Women Finding Their Voices in A Thousand nation     Women, just like spirit or the land, have been seen as something to be used, says Smiley.Feminists insist that women have intrinsic value, just as environmentalists believe that nature has its own worth, independent of its use to man (Duffy 92). Larry Cook, the senile, old power holder and baffle in Jane Smileys A Thousand Acres, is a prime example of a man who believes that women and land are nothing more than objects that exist on this earth further so that he can mold them. Larrys compulsion with control begins in his marriage. In Larrys mind the only thing his matrimonial woman was necessary for was cooking and fairishing. Larry also becomes obsessed with controlling his daughters, not only through disciplinary actions but also through molestation. He continues to control Ginny and Rose well into their adult lives. Because of their mothers premature death, Ginny and Rose are force to take over the househol d. Their main jobs are to look after their particular sister, Caroline, and to cook and clean. Rose and Ginny continue to look after Larry on a daily basis well after they are both married and have lives and children of their own. Even though neither of the daughters really wants to cook and clean for Larry, both feel obligated to look after him because he has instilled so practically fear into them.

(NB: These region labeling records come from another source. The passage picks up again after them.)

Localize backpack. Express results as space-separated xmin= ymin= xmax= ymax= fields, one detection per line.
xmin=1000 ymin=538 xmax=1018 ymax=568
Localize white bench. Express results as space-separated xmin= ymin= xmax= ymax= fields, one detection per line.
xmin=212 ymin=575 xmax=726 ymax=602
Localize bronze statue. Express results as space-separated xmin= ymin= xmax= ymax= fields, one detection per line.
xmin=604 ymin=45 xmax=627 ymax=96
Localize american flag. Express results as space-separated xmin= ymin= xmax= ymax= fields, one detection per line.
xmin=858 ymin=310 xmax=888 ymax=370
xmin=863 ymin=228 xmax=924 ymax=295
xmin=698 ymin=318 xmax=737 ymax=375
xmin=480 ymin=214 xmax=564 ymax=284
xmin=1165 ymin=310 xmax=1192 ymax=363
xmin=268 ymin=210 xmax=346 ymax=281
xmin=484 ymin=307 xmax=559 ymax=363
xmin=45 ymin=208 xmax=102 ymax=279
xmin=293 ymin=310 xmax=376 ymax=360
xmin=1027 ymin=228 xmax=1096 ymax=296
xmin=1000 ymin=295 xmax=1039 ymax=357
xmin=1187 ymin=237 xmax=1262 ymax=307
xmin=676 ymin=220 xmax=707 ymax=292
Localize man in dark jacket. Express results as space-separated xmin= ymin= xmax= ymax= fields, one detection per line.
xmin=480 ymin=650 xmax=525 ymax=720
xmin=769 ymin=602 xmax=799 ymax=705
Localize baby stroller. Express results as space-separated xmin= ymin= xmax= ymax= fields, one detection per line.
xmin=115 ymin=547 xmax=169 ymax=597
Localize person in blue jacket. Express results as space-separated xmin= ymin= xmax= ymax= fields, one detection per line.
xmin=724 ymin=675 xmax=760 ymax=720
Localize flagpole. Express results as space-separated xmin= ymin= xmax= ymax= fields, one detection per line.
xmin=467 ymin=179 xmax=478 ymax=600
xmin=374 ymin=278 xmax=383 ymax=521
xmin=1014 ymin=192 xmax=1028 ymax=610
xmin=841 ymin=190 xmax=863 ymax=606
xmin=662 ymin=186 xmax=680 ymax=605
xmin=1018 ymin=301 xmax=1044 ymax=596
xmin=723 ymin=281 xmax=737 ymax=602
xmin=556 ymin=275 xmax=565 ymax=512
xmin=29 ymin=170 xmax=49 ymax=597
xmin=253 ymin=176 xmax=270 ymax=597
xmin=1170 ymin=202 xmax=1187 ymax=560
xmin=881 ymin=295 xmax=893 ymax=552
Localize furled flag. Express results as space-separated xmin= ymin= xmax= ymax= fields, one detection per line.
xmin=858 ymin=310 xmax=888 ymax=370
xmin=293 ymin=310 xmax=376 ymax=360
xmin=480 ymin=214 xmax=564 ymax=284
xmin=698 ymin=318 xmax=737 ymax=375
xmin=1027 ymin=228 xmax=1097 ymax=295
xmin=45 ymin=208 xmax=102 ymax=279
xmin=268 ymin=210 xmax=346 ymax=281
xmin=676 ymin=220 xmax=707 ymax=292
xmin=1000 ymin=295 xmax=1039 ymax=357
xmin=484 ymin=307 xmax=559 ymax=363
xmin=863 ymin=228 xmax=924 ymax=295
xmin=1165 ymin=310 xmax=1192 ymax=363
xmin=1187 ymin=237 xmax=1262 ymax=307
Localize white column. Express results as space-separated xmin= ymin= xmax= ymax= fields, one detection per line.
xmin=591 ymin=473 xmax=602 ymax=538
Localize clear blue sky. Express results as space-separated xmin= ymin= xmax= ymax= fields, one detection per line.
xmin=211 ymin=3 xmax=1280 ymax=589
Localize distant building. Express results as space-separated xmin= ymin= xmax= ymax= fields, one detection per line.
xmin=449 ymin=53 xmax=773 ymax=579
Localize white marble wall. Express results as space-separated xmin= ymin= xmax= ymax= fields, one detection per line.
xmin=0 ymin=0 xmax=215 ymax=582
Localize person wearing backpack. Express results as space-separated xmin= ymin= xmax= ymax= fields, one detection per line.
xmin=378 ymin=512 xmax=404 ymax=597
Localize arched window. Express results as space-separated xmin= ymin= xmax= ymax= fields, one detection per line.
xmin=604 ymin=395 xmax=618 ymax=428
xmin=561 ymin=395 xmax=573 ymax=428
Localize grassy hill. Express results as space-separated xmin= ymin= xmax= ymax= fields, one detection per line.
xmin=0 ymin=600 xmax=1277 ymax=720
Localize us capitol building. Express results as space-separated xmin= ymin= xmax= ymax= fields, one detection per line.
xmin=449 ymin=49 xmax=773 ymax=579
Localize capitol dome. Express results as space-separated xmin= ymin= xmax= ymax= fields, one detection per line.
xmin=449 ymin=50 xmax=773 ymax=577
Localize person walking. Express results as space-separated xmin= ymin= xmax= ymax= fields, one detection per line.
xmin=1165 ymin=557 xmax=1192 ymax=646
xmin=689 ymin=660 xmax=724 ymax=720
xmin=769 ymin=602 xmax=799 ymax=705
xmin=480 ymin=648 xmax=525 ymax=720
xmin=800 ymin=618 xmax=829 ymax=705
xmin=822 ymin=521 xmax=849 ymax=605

Ginny tells the reader of this obligation My job remained what it had al manners been-to fertilize him what he asked of me, and if he showed discontent, to try and find out what would please him (Smiley 115). in like manner forcing his daughters to take care of him, Larry also controls Ginny and Rose through molestation. As wizard critic observes, The implication is that the impulse to incest concerns not so much ride as a will to power, an expression of yet another way the woman serves the man (Duffy 92). The women in this novel are fairly passive voice and tend to let the men m anipulate them. According to Martha Duffy, Smiley sees a striking between the exploitation of women and that of the land. The land is stronger than the women in this novel in that scorn the fact that men manipulate and attempt to change it as much as possible, it is still its own entity. This presents a contrast to what occurs when the women are dominated.